Her head drooped. “Certainly . . . Gaston.”
Her meekness seemed to exasperate him further. “Gaston sounds too much a lie on your tongue. Stick to monsieur when we are alone, if you can’t do better than that.”
“I’m sorry if I’m uncomfortable with lies,” she snapped, despite her fear for Edmond. “I suppose I will learn the way of it soon enough, but I’d prefer it not to be my way of life.”
His eyes softened, but she saw the reluctance—the thinking of ways to reassure her. “It’s like that for us all at first, but don’t be afraid of me. I might lose my temper, but I’ll never hurt you. I will see your son rescued, no matter what happens.”
She was so necessary to whatever his real plans were, then.
“I will see you home. You’ll need rest for what comes next. You have a lot to learn.”
He rose to his feet. Shutters slamming down. Obviously, the conversation was over. Torn, she followed him to the door—but he blocked the way, with a smothered curse. “Don’t look, mada—ma chère, for God’s sake, don’t look.”
CHAPTER 11
STILL BLOCKING THE DOORWAY, Duncan stared at the body of LeClerc, sprawled across his doorstep: a mouse left by Fouché’s cat. A crude bandage covered the foot he’d shot a few hours ago, but that wasn’t the fatal wound. There was a new hole through his heart. His face was a ghastly gray, his eyes bulging, highlighting the violent bruising down one cheek and a broken nose. Blood trailed right down the garden path. Delacorte had dragged the body here while they’d sat in the parlor making their bargain. It had to be Delacorte. He wouldn’t trust a minion for this, and the self-indulgent, unnecessary violence on a helpless man was characteristic of him.

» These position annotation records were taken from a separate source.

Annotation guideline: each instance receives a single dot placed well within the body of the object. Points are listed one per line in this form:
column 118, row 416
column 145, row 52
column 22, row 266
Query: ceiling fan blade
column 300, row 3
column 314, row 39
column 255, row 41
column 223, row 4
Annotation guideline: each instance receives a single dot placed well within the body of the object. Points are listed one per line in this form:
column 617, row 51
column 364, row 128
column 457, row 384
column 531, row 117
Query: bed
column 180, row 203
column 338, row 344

Something moved off to the left. Torches were bobbing in the distance, coming toward them. More gendarmes would be closing in via the back lane.

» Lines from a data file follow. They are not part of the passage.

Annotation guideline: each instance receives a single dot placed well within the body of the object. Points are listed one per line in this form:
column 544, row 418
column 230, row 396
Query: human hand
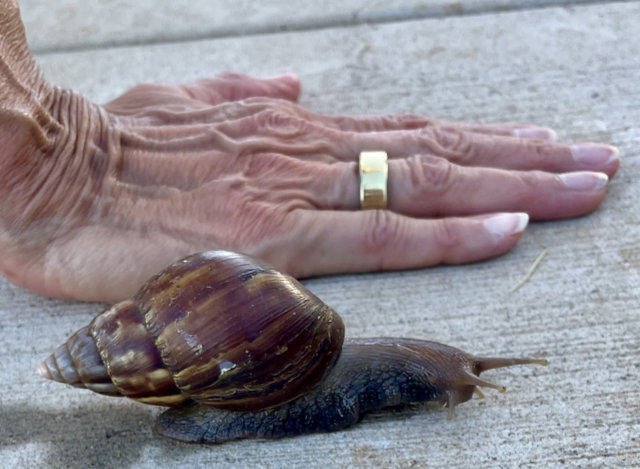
column 122, row 190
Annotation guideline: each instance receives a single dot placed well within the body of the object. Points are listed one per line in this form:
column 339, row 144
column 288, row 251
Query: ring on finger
column 374, row 171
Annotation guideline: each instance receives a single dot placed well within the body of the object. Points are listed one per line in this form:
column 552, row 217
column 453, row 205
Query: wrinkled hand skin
column 95, row 199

Delacorte had overtaken them too fast. Duncan’s velvet fist challenge had been answered with an iron glove. The manned rowboat on a disused dock only half a mile north was useless when they couldn’t escape the house. His plans for removing Lisbeth and the child discreetly from Abbeville were in the dust.
Check and mate. Vive le France.
Lisbeth pushed past him and gasped. He shoved a hand over her mouth to smother the rest of her shocked cry. He held on until she bit him. “Did you see the torches?”
Glaring at him, she nodded.
“He’s bringing gendarmes to arrest us both.” He released her. “I hope you didn’t have anything of value at the pension.”
She rose in his estimation by her simple shrug, but there was fear in her eyes, and youth. She was still so young. “Just protect my son.”
Pulling the door shut, he took her hands in his and looked into her eyes. “I swear it.”
Her face changed, softened. “Then we’d better get out of here.”
Duncan considered the options in seconds. “The back way will be covered. If we—”
He spoke to the air. Lisbeth wasn’t there.
Bolting the door, he ran through the house to the back. Still locked and bolted, thank God; so she wasn’t panicking. In the minutes they had before the gendarmes broke in, he searched the lower floor of the house.
He found her in a little, triangular storage room at the end of the hall beneath the stairs, a room with an odd-shaped door and no windows. In the shadowed light cast by the lantern set behind the door, she was tugging at a corner of a carpet that shouldn’t be in such a tiny room. “Pull the curtains closed in as many rooms as you can. Alain will have all known escape routes covered, but the house is very old—”
He ran out and drew the curtains everywhere he could. “You think there’s a tunnel.” He dropped to his knees, tugging at the carpet with her, making dust fly in all directions.
She nodded as she kept pulling. “Grand-mère’s ancestor was a Huguenot in Catherine de’ Medici’s time. Tunnels beneath the stairwell cupboards were a favored means of escape from the wrath of the Church, especially in areas of soft soil like here, near the river. It meant easier digging, and Caen stone was used to reinforce the walls of the tunnels.”